– Как же вы смеете стрелять? – спрашивает Кржевецкий, возвышая голос. – Это, стало быть, ваш лес? Или, быть может, по-вашему, уже прошел Петров день? Вы кто такой?
– Павел Хромой, – еле-еле выговаривает мужичонок, прижимая к себе ружье. – Из Кашиловки.
– Из Кашиловки, чёрт побрал! Кто же позволял вам стрелять? – продолжает поляк, стараясь не делать ударения на втором слоге от конца. – Дайте сюда ружье!

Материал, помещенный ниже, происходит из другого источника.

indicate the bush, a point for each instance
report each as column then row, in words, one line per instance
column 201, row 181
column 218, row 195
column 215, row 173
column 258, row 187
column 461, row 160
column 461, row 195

Хромой подает поляку ружье и думает:
«Лучше б ты меня по морде, чем выкать…»
– И шапку давайте…
Хромой подает и шапку.
– Вот я вам покажу, как стрелять! Чёрт побрал! Пойдемте!
Кржевецкий поворачивается к нему спиной и шагает за заскрипевшим возом. Павел Хромой, ощупывая в кармане свою дичину, идет за ним.
Через час Кржевецкий и Хромой входят в просторную комнату с низким потолком и синими полинялыми стенами. Это господская контора. В конторе никого нет, но тем не менее сильно пахнет жильем. Посреди конторы – большой дубовый стол. На столе две-три счетные книги, чернильница с песочницей и чайник с отбитым носиком. Всё это покрыто серым слоем пыли. В углу стоит большой шкаф, с которого давно уже слезла краска. На шкафу жестянка из-под керосина и бутыль с какою-то смесью. В другом углу маленький образ, затянутый паутиной…
– Надо будет акт составить, – говорит Кржевецкий. – Сейчас барину доложу и за урядником пошлю. Снимайте сапоги!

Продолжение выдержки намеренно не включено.